This article analyzes the difference between character streams and byte streams in Java for your reference. The specific content is as follows
1. What is flow
The stream in Java is an abstraction of byte sequences. We can imagine there is a water pipe, but now it is no longer water flowing in the water pipe, but a byte sequence. Like water flows, streams in Java also have a "direction of flow". An object from which a sequence of bytes can be read is called an input stream; an object to which a sequence of bytes is written is called an output stream.
2. Byte Stream
The most basic unit of byte stream processing in Java is a single byte, which is usually used to process binary data. The two most basic byte stream classes in Java are InputStream and OutputStream, which represent the group of basic input byte streams and output byte streams, respectively. Both the InputStream class and the OutputStream class are abstract classes. In actual use, we usually use a series of subclasses of them provided in the Java class library. Let’s take the InputStream class as an example to introduce the byte stream in Java.
The InputStream class defines a basic method read for reading bytes from a byte stream. The definition of this method is as follows:
public abstract int read() throws IOException;
This is an abstract method, that is, any input byte stream class derived from InputStream needs to implement this method. The function of this method is to read a byte from the byte stream, and return -1 if it reaches the end, otherwise return the read byte. What we need to note about this method is that it will keep blocking and returning a read byte or -1. In addition, byte streams do not support caching by default, which means that every time the read method is called, the operating system will request the operating system to read one byte, which is often accompanied by disk IO, so it will be relatively inefficient. Some friends may think that the overloaded method of read in the InputStream class with byte array as parameters can read multiple bytes at a time without frequent disk IO. So is this the case? Let's take a look at the source code of this method:
public int read(byte b[]) throws IOException { return read(b, 0, b.length);}It calls another version of the read overload method, so we will continue to follow:
public int read(byte b[], int off, int len) throws IOException { if (b == null) { throw new NullPointerException(); } else if (off < 0 || len < 0 || len > b.length - off) { throw new IndexOutOfBoundsException(); } else if (len == 0) { return 0; } int c = read(); if (c == -1) { return -1; } b[off] = (byte)c; int i = 1; try { for (; i < len ; i++) { c = read(); if (c == -1) { break; } b[off + i] = (byte)c; } } catch (IOException ee) { } return i; }From the above code, we can see that in fact, the read(byte[]) method also uses a loop to call the read() method to read into a byte array "at one time", so essentially this method does not use a memory buffer. To use memory buffers to improve read efficiency, we should use BufferedInputStream.
3. Character stream
The most basic unit of character stream processing in Java is the Unicode symbol (2 bytes in size), which is usually used to process text data. The so-called Unicode symbol is a Unicode code unit with a range of 0x0000~0xFFFF. Each number in the above range corresponds to a character. The String type in Java encodes characters in Unicode rules by default and then stores them in memory. However, unlike stored in memory, data stored on disk usually has various encoding methods. Using different encoding methods, the same characters will have different binary representations. Actually, character streams work like this:
Output character stream: convert the character sequence (actually a Unicode symbol sequence) to the byte sequence under the specified encoding method, and then write it to the file;
Input character stream: Decode the sequence of bytes to be read into the corresponding character sequence (actually the Unicode symbol sequence) in the specified encoding method so that it can be stored in memory.
We use a demo to deepen our understanding of this process.
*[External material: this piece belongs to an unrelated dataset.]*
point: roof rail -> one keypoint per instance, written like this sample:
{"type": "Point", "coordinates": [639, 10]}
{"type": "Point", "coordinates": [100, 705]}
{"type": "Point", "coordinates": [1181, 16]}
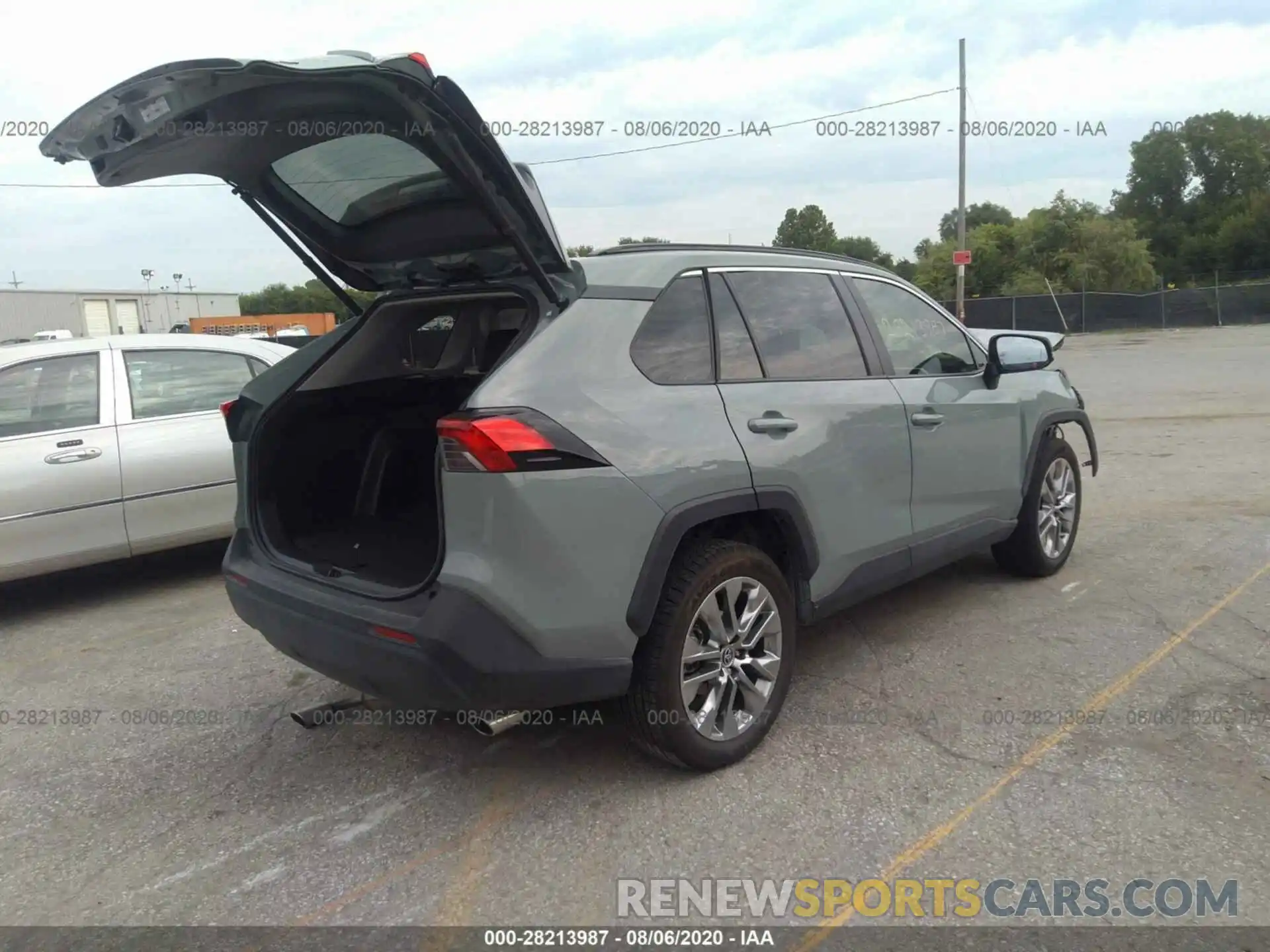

The sample code is as follows:
import java.io.FileWriter;import java.io.IOException;public class FileWriterDemo { public static void main(String[] args) { FileWriter fileWriter = null; try { try { fileWriter = new FileWriter("demo.txt"); fileWriter.write("demo"); } finally { fileWriter.close(); } } catch (IOException e) { e.printStackTrace(); } }}In the above code, we use FileWriter to write the four characters "demo" to demo.txt. We use the hexadecimal editor WinHex to view the content of demo.txt:
As can be seen from the above figure, the "demo" we wrote is encoded as "64 65 6D 6F", but we do not explicitly specify the encoding method in the above code. In fact, when we do not specify, the operating system's default character encoding method is used to encode the characters we want to write.
Since the character stream actually needs to complete the conversion of Unicode symbol sequence to the corresponding encoding method before output, it will use a memory buffer to store the converted byte sequence, and wait for the conversion to be completed before writing to the disk file together.
4. The difference between character stream and byte stream
After the above description, we can know that the main differences between byte streams and character streams are reflected in the following aspects:
The basic unit of byte stream operation is bytes; the basic unit of character stream operation is Unicode symbols.
By default, the byte stream does not use buffers; the character stream uses buffers.
A byte stream is usually used to process binary data. In fact, it can process any type of data, but it does not support writing or reading Unicode symbols directly; a character stream usually processes text data, which supports writing and reading Unicode symbols.
The above are some of my understanding of character streams and byte streams in Java. If there are any unclear or inaccurate descriptions, I hope you can correct them. Thank you.